The fourth option, converting the assets to a Roth IRA, requires a more detailed review of your income and assets and should only be considered with the help of a CPA and/or a financial advisor.  This analysis is important because you will be required to pay ordinary income tax on amounts you convert from an inherited IRA into a Roth IRA.  This option usually makes sense only when you have sufficient liquid assets to pay the conversion tax and if you also expect to be in a higher tax bracket in the future.

Ask for help

Even if you navigate the decision-making without the help of a financial expert, you may want or need to ask for advice as you complete the required paperwork to execute your decision since the forms for either a distribution or rollovers can be complicated.  Even with the conviction that you’ve made the right decision, you’ll need to be sure the custodian or holder of the assets executes your decision properly.  If you decide to rollover assets, make sure the assets transfer directly from your spouse’s account to the new account.  You don’t want to receive a check as that runs the risk of being considered a taxable distribution.

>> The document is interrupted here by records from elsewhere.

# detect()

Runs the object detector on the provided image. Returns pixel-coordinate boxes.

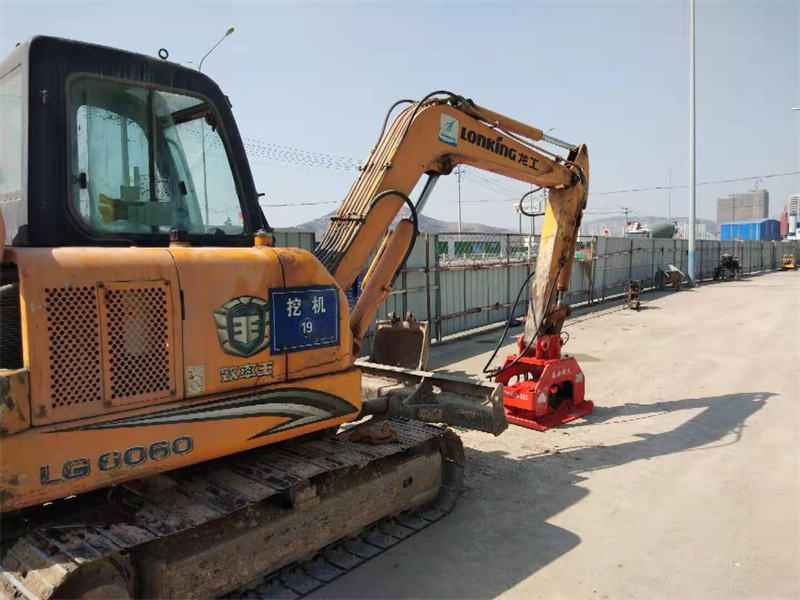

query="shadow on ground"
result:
[325,392,774,598]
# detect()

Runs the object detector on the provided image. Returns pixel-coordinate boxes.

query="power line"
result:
[589,171,800,196]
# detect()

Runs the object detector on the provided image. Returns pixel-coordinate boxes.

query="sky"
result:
[0,0,800,228]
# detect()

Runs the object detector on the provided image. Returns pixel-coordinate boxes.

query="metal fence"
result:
[356,233,800,354]
[272,228,315,252]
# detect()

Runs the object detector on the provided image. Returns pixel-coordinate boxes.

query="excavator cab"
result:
[0,37,262,247]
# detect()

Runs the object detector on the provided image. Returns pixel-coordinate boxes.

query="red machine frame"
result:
[495,335,594,431]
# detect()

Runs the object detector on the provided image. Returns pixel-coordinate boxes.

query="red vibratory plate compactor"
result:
[495,334,594,431]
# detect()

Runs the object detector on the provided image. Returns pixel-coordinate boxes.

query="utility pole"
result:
[688,0,696,287]
[667,169,672,222]
[456,165,462,233]
[197,27,234,227]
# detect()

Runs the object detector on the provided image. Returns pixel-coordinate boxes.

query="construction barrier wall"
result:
[354,233,800,354]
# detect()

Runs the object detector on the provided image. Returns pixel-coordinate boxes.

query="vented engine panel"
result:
[44,286,103,413]
[38,280,175,423]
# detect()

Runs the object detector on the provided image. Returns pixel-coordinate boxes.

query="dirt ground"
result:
[315,272,800,599]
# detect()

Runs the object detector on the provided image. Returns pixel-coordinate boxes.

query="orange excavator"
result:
[0,37,588,599]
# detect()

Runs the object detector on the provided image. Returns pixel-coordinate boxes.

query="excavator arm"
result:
[316,93,589,352]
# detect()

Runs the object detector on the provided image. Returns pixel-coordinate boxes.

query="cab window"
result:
[70,77,244,235]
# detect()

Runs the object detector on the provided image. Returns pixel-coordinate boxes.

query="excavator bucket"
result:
[369,313,431,371]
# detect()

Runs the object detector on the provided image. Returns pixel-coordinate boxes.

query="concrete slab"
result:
[312,272,800,598]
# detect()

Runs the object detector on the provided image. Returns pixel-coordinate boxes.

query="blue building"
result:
[719,219,781,241]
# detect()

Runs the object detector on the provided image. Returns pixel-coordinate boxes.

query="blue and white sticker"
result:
[439,113,458,146]
[269,286,340,354]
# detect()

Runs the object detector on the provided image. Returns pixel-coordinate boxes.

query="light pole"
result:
[197,27,234,227]
[688,0,695,287]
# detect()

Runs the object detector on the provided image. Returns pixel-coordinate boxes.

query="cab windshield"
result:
[70,77,244,235]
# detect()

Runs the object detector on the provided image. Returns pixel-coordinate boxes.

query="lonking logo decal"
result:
[214,296,269,356]
[460,127,539,171]
[439,114,459,146]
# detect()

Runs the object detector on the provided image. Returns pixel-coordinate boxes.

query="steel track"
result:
[0,419,464,600]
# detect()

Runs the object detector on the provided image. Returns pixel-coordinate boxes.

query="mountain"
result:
[293,212,516,241]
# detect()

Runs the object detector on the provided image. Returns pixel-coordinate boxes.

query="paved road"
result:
[319,271,800,598]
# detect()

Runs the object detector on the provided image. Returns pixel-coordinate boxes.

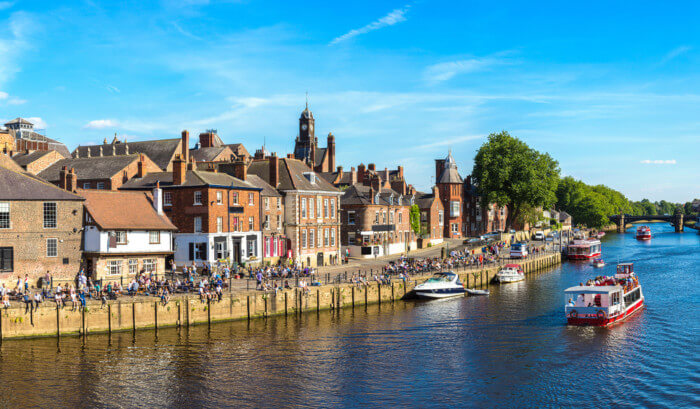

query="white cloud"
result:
[83,119,118,129]
[330,4,411,45]
[639,159,676,165]
[25,116,48,129]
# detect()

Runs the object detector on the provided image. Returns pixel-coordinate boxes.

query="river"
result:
[0,223,700,408]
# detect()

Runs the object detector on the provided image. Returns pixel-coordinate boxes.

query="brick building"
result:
[38,154,161,190]
[77,186,177,281]
[0,159,84,287]
[248,154,342,266]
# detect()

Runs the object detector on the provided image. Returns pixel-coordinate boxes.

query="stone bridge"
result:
[608,213,698,233]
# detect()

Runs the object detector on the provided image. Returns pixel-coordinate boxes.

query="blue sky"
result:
[0,0,700,201]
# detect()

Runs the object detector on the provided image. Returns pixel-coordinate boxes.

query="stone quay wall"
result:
[0,253,562,342]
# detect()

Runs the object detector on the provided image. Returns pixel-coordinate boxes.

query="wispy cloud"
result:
[659,45,693,64]
[639,159,676,165]
[424,56,511,83]
[330,4,411,45]
[83,119,119,129]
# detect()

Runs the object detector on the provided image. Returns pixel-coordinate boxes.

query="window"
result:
[44,202,56,229]
[143,258,156,274]
[107,260,121,276]
[114,230,126,244]
[450,200,459,217]
[129,258,139,275]
[0,202,10,229]
[46,239,58,257]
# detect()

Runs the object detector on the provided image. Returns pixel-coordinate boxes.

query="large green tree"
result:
[472,131,559,229]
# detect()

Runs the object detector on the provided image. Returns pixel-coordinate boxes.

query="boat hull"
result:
[566,297,644,327]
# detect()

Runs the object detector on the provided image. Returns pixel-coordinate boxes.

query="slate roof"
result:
[248,158,339,192]
[0,163,83,200]
[120,170,260,190]
[78,190,177,230]
[73,138,182,170]
[38,154,139,182]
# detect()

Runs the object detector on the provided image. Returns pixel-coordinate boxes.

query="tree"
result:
[408,204,420,235]
[472,131,559,229]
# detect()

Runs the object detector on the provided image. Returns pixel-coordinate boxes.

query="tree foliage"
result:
[472,131,559,229]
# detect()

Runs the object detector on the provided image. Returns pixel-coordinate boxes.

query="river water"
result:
[0,223,700,408]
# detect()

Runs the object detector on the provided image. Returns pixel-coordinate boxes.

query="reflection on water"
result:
[0,224,700,408]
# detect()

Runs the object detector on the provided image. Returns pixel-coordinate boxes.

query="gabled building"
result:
[0,158,84,287]
[77,186,177,284]
[38,153,161,190]
[248,154,342,266]
[121,154,262,268]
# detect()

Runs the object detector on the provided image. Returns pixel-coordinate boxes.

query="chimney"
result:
[180,130,190,163]
[327,133,335,172]
[66,168,78,192]
[136,154,146,178]
[270,152,280,189]
[233,160,248,181]
[58,166,68,190]
[153,182,163,216]
[173,155,187,185]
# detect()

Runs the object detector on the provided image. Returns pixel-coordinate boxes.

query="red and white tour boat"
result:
[564,263,644,327]
[566,239,601,260]
[637,226,651,240]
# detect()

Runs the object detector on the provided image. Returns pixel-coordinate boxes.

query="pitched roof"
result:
[120,170,259,190]
[0,163,83,200]
[78,190,177,230]
[246,175,282,197]
[38,154,144,182]
[73,138,182,170]
[248,158,339,192]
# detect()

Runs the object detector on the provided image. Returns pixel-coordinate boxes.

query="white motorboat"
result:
[496,264,525,283]
[467,288,490,295]
[413,271,466,298]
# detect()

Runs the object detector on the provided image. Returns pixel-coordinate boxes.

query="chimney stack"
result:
[270,152,280,189]
[153,182,163,216]
[173,155,187,185]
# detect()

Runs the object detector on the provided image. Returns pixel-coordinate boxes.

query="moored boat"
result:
[413,271,466,298]
[637,226,651,240]
[564,263,644,327]
[495,264,525,283]
[566,239,602,260]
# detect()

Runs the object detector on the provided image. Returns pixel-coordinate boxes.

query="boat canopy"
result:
[564,285,622,294]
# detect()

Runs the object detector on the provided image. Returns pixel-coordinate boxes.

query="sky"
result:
[0,0,700,202]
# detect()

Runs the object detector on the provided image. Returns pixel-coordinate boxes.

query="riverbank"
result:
[0,253,561,340]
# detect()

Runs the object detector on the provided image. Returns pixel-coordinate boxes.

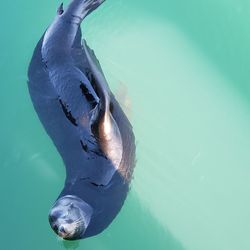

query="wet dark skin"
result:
[28,0,135,240]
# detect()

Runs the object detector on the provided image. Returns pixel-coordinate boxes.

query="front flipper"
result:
[83,41,123,174]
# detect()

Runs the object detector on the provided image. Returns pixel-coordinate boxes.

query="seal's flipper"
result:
[83,41,123,172]
[64,0,105,24]
[57,3,64,16]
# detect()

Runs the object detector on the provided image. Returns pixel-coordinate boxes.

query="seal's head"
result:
[49,195,93,240]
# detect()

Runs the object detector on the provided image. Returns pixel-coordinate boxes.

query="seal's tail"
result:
[64,0,105,22]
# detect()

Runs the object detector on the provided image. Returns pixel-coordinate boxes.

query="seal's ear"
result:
[57,3,64,16]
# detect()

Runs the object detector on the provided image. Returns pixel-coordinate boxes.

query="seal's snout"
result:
[49,195,92,240]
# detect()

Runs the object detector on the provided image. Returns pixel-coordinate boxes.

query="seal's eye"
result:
[53,225,58,232]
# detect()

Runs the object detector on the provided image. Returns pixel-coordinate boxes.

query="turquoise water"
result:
[0,0,250,250]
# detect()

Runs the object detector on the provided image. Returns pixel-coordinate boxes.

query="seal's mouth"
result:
[49,196,92,240]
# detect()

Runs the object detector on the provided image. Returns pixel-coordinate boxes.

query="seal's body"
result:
[29,0,135,240]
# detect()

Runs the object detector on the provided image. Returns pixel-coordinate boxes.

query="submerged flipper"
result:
[83,41,123,172]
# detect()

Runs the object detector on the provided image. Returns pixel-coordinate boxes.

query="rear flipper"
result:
[64,0,105,23]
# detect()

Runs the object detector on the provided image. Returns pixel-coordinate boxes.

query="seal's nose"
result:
[57,225,68,238]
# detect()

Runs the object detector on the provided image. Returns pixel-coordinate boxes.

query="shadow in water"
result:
[62,240,79,250]
[69,191,188,250]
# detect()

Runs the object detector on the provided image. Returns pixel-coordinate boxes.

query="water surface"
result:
[0,0,250,250]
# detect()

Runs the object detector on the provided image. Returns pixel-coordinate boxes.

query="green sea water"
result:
[0,0,250,250]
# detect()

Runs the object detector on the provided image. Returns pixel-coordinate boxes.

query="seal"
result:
[28,0,135,240]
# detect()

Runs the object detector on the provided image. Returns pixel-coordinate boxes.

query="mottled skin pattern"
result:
[28,0,135,240]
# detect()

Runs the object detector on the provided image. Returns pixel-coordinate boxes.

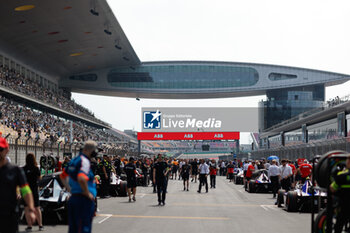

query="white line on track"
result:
[98,214,113,224]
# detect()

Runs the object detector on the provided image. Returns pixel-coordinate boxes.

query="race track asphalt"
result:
[20,177,311,233]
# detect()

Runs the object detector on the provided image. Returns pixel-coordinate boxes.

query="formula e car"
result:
[39,172,70,223]
[233,168,244,184]
[246,169,272,193]
[136,168,150,186]
[103,172,128,197]
[277,180,327,213]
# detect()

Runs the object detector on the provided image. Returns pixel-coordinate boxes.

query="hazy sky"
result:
[73,0,350,143]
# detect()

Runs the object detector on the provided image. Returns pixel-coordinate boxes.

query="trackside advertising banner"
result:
[141,107,258,133]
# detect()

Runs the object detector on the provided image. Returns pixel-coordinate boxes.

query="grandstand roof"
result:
[0,0,140,77]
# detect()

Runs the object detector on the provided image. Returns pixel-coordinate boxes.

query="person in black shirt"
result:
[153,154,170,205]
[191,159,198,183]
[330,154,350,233]
[149,158,157,193]
[141,159,149,187]
[181,160,191,191]
[0,138,35,233]
[98,155,112,198]
[23,153,44,232]
[114,156,121,176]
[124,157,137,202]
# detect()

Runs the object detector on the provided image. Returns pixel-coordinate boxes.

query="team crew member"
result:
[149,159,157,193]
[245,161,255,181]
[171,159,179,180]
[124,157,138,202]
[60,141,97,233]
[227,161,235,182]
[280,159,293,192]
[181,161,191,191]
[298,160,312,183]
[191,159,198,183]
[209,159,217,189]
[197,159,209,193]
[179,159,188,180]
[0,138,35,233]
[153,154,170,205]
[330,155,350,233]
[99,155,112,198]
[287,160,297,188]
[268,160,281,198]
[141,158,149,187]
[243,160,249,184]
[23,153,44,232]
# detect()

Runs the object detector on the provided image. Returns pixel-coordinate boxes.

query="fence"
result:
[251,137,350,160]
[6,136,135,166]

For an inherited IRA, the account titling is important and should include the name of the deceased, your name, and specify that it’s a beneficiary IRA.  Do not comingle an IRA inherited from your spouse with other IRAs you’ve inherited because RMD and other rules differ.  And no matter which option you choose for taking the assets, you’ll want to pay attention to the documents you receive, including initial statements that record the transaction(s) and tax forms you will receive in the following calendar year.

Consider your legacy

If you choose to rollover funds to either an inherited IRA or an IRA of your own, be sure to designate your beneficiary when you open the account.  That may require you to consult with an estate planning attorney, especially if you’re considering beneficiaries who are minors.  Beneficiary designations are included in the initial account opening paperwork so carefully consider your options when completing those forms.  For more information, read: 7 Common Mistakes to Avoid When Naming Your Beneficiaries. 


Analyzing your options involves an understanding of complex tax laws plus consideration of many dimensions of your wealth including your age, the age of your spouse, income, other assets, and spending needs, to name just a few.  We highly recommend that you carefully weigh your options and ask for help from your financial advisor or CPA so that you make the best decision for your situation.